Astrologers also believe a solar eclipse refers to exceptional celestial events taking place in time and space. As per scientists, solar eclipses "reaffirm" what Sir Isaac Newton admired over 300 years ago, that the universe has a "sublime clock-work regularity." This is because solar eclipses "can be mathematically predicted across thousands of years," the scientists argue.
Is it harmful for pregnant women?
There are beliefs that pregnant women should not see the solar eclipse as it could harm the fetus. Such beliefs result from the "false idea that harmful radiations are emitted during a total solar eclipse," scientists maintain. Both electromagnetic radiation from the Sun and neutrinos—born out of nuclear fusion inside the Sun—are harmless to humans, including pregnant women and the developing fetus, they add.
Does it foretell major life changes?
According to scientists, this astrological assumption that solar eclipses foretell imminent major changes in life and upcoming events is based on "coincidences and non-scientific beliefs in how celestial events control human behavior." "This is a logically-flawed used of confirmation bias in which you prove a cause-and-effect relationship by ignoring failures and only consider successful forecasts (sic)," they add.

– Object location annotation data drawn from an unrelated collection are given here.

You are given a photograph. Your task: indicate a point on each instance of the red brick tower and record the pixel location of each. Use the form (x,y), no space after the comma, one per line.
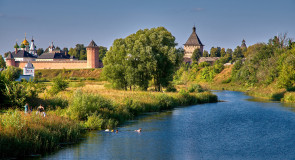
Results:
(10,61)
(92,55)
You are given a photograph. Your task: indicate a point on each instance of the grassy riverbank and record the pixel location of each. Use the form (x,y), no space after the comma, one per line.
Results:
(24,134)
(272,92)
(90,105)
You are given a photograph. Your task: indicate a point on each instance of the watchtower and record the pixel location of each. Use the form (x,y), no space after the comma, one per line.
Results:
(191,44)
(92,55)
(10,61)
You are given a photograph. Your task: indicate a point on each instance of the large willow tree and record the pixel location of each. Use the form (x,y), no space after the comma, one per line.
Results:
(141,57)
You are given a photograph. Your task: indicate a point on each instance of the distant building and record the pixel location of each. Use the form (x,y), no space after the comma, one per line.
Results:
(191,44)
(209,60)
(53,59)
(243,45)
(28,72)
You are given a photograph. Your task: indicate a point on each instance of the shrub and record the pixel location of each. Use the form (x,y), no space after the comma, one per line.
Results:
(165,101)
(11,73)
(94,122)
(171,88)
(59,84)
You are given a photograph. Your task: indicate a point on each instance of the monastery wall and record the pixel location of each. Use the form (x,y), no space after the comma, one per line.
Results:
(81,64)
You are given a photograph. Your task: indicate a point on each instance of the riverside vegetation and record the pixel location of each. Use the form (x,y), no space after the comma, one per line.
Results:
(74,100)
(75,106)
(264,70)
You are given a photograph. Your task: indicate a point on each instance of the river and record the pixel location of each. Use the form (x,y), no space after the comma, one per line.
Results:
(235,129)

Is it true eclipses poison food?
Scientists believe this idea of food poisoning, too, is based on the false premise that radiations emitted during eclipses are harmful. "If that were the case, the same radiations would harm the food in your pantry, or crops in the field," they explained. Total eclipses look frightening. Thus, the scientists say, it is easy for people to make up fearful stories about them.
Do eclipses indicate something very bad about to happen?
Scientists termed such believes as Confirmation Bias, in which people tend to remember only "the occasions when two things happened together, but forget all of the other times when they did not." They attribute this to the human tendency of understanding things in a pattern. Thus, some coincidental historical events coinciding with solar eclipses are often regarded as an approval of bias views.
Does Moon turn black during a total solar eclipse?
Explaining this phenomenon, scientists say the dark lunar surface beyond the crescent of a first-quarter Moon is often seen weakly illuminated. "This is because...Earth is very bright in the sky and its weak light is enough to turn the lunar surface a pale milky white." So even "during a total solar eclipse, the lunar surface will be dimly seen due to earthshine," they add.